Rotten Tomatoes: A personal aide to the U.S. Ambassador in France, James Reese (Jonathan Rhys Meyers) has an enviable life in Paris and a beautiful French girlfriend, but his real passion is his side job as a low-level operative for the CIA. All James wants is to become a bona fide agent and see some real action. So when he's offered his first senior-level assignment, he can't believe his good luck - until he meets his new partner, special agent Charlie Wax (John Travolta).


A trigger-happy, wisecracking, loose cannon who's been sent to Paris to stop a terrorist attack, Wax leads James on a white-knuckle shooting spree through the Parisian underworld that has James praying for his desk job. But when James discovers he's a target of the same crime ring they're trying to bust, he realizes there's no turning back...and that Wax himself might be his only hope for making it through the next forty-eight hours alive.


Avatar: US, Action/ Adventure/ Sci-Fi/ Thriller – 162 mins – Nine Oscar nominations. Now the highest grossing film in the world ever, bypassing the director’s own Titanic. It’s a very good film. It has ages-old, sure-fire plotlines that strike a lot of sensitive spots in the human psyche. Director James Cameron has produced a major achievement as well as atechnological breakthrough. It’s gotten near-universal reviews from critics and fans. Of course it will win the Oscar! Reviews: Universal acclaim: 84/76 out of 100. 


3D version: In English and Na'vi dialogue, with Thai subtitles as needed for both languages. No English subtitles for the Na’vi language (only Thai subtitles). Only once a day, weekdays, at 19:05. But check!


The 2D versions in Chiang Mai have now departed; possibly they will return after the film wins the best-picture Oscar. (That’s purely my hypothesis, of course.)


Tai Hong / Die a Violent Death / ตายโหง: Thai, Horror/ Thriller – 90 mins – This omnibus film consists of 4 short shocking stories of death and horror, directed by Poj Arnon (Bangkok Love Story, and all those transvestite horror-comedies).

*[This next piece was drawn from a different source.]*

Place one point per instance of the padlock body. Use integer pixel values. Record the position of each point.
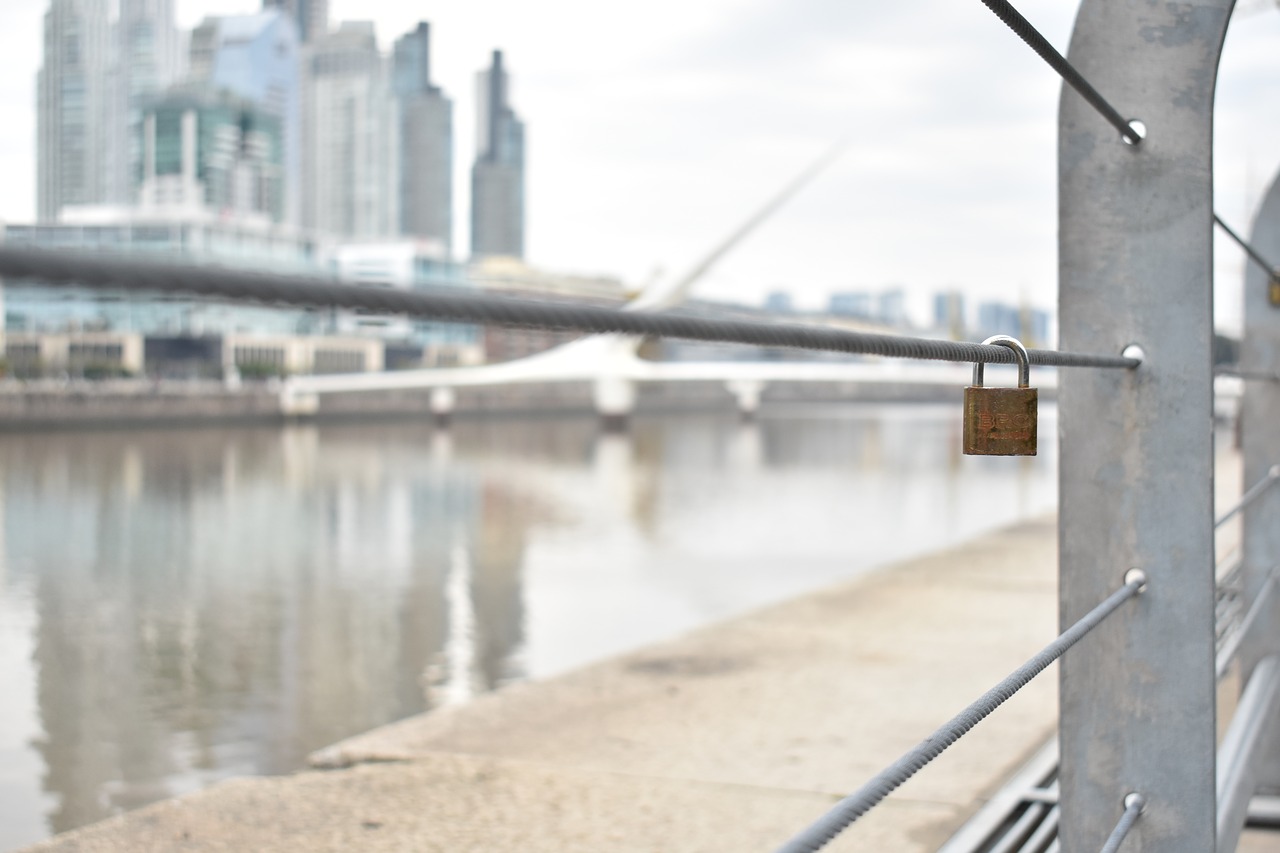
(1000, 422)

Wise Kwai: Producer-director Poj Arnon gets in on the horror omnibus trend with Die a Violent Death (Tai Hong, ตายโหง), which weaves together four stories that are ripped from today's headlines of the Thai mass-circulation dailies -- the newspapers that generally have bleeding corpses on the front page.

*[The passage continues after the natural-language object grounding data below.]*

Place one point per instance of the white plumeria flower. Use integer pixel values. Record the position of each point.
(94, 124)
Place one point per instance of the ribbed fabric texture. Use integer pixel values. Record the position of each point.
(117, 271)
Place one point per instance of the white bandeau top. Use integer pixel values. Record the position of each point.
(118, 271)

Joining Poj are three indie directors. The stories involve a dead body in an apartment building's water tank, directed by Tanwarin Sukkhapisit; a ghost in prison, directed by Manus Worrasingha; a New Year's Eve pub fire (mirroring last year's deadly blaze at Bangkok's Santika pub), directed by Chartchai Ketknust; and a ghost in a motel by Poj.


My Valentine / Laew Rak Kor Mun Rob Tua Rao / แล้วรัก...ก็หมุนรอบตัวเรา: Thai, Comedy/ Romance – 90 mins – A girl who hates Valentine's Day meets three young men, each determined to make her his Valentine. The usual Thai rom/com, which one might say is a mixture of cute young Thais and older TV comedians.



Scheduled for Chiang Mai cineplexes on Thursday, February 18, 2010


Shutter Island: US, Drama/ Mystery/ Thriller – 148 mins – Director Martin Scorsese directs Leonardo DiCaprio, Ben Kingsley, Michelle Williams, Mark Ruffalo, andMax von Sydow in this horror fantasy. Previews look really good to me.It's 1954, and an up-and-coming U.S. marshal is assigned to investigate the disappearance of a patient from Boston's Shutter Island Ashecliffe Hospital. He's been pushing for an assignment on the island for personal reasons, but before long he wonders whether he hasn't been brought there as part of a twisted plot by hospital doctors whose radical treatments range from unethical to illegal to downright sinister. The marshal’s shrewd investigating skills soon provide a promising lead, but the hospital refuses him access to records he suspects would break the case wide open. As a hurricane cuts off communication with the mainland, more dangerous criminals "escape" in the confusion, and the puzzling, improbable clues multiply, He begins to doubt everything - his memory, his partner, even his own sanity.